Фридрих II к предстоящей войне готовился. После завоевания Силезии он принялся активно укреплять Восточную Пруссию – в 1749 г. была налажена бесперебойная перевозка военных грузов и провианта по Балтике. «Король прусский великое вооружение в Силезии и Пруссии чинит и много войска своего в Кёнигсберг неприметно посылает», – сообщал служебный журнал российского вице-канцлера М. И. Воронцова[8]. Все запасы хлеба в Померании были «описаны для заготовления» и дальнейшей отправки в Восточную Пруссию.
В результате этих приготовлений Восточная Пруссия в 50-х гг. XVIII в. стала напоминать военный лагерь. Один из очевидцев этих событий, русский путешественник Ф. Д. Бехтев[9] свидетельствовал, что в Восточной Пруссии имелось около 35 тысяч вооруженных солдат или 7 пехотных полков и 1 гренадерский батальон, которые стояли у Кёнигсберга; 12 пехотных, 1 кирасирский и несколько драгунских и гусарских «около Тилжи (Тильзита) и Велова (Велау)… и два полка гарнизонных в Мемеле и Пилаве».
«Прочих приготовлений, – писал он адресату – вице-канцлеру Михаилу Илларионовичу Воронцову – не видно, да и приметить их нельзя, понеже у его величества прусского всё в готовности».
Однако, как сообщал очевидец, «сколько ни есть мещан, все солдаты, обученные военному делу». Местные жители вынуждены содержать действующую армию «к несносной тягости и к крайнему разорению всей земли». Все старинные замки «наполнены хлебом с собственных королевских волостей и купленным у обывателей, у которых, сказывают, прошлой зимой приказал король весь хлеб, оставшийся от третьего года, за установленную цену взять в свои магазины». Крестьянские лошади, пригодные для артиллерии, были «приписаны», и хозяева не могли их не только продать, «но и в тяжелую работу употреблять» без личного разрешения короля.
Интересны впечатления того же автора о самой Восточной Пруссии: «На 18-ти милях от Мемеля до Кёнигсберга по мысу Курляндского Гафа» – одни пустые места.
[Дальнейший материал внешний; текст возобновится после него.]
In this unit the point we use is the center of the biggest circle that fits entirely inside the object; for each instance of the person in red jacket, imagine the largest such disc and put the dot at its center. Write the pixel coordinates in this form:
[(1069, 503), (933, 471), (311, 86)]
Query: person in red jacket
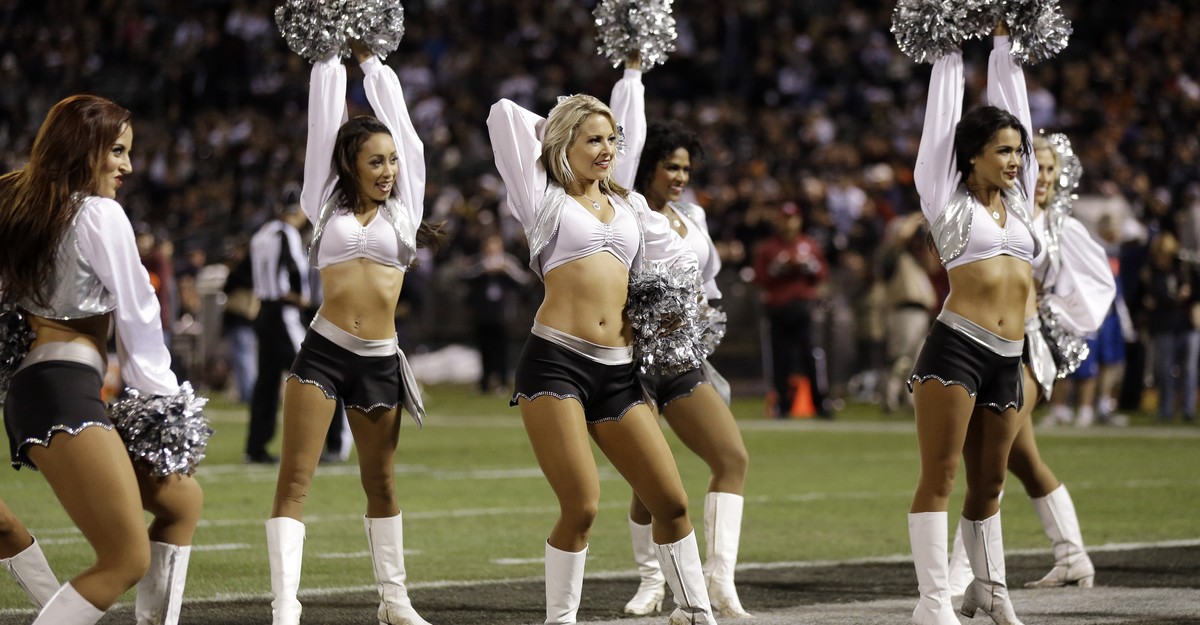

Только за пять миль до Кёнигсберга «пойдет жило (жилища) и покажутся трава и леса». От Кёнигсберга до Пиллау «на семи милях так же жило». «Потом от сей крепости до самых границ Польши по мысу Фриш Гафа опять нет ни села, ни травы, ни какого жила, кроме хижин рыбачьих, и то редко; да и невозможно жилу быть, ибо не токмо хворостья на шалаши доставать негде, но и землянок сделать нельзя: всё голой, наносной и зыблющийся песок». «К берегу за отмельми подойти нельзя, а устья Гафов, куда большие купеческие суда заходят, защищаются двумя крепостями – Мемель и Пилау».
От генерал-фельдмаршала Ханса Левальда, командующего армией в Восточной Пруссии, Фридрих требовал дать решительный отпор потенциальному русскому вторжению. Король предупреждал, что русские могут зайти из Курляндии, а морской флот – из Польской Пруссии. Левальду король приказал удерживать Кёнигсберг до последнего и только в самом крайнем случае отступить, не распуская армии, в Силезию и Богемию, и занять оборону там.
Фельдмаршал Левальд родился в 1685 г. близ Лабиау и службу начал еще у курфюрста Фридриха III в родной провинции. Он был комендантом Пиллау, Мемеля и Кёнигсберга. В 1748 г. стал главным военным начальником в провинции, а в 1751 г. – фельдмаршалом. Фридрих назначил его ответственным за оборону Пруссии как уроженца и знатока здешних мест.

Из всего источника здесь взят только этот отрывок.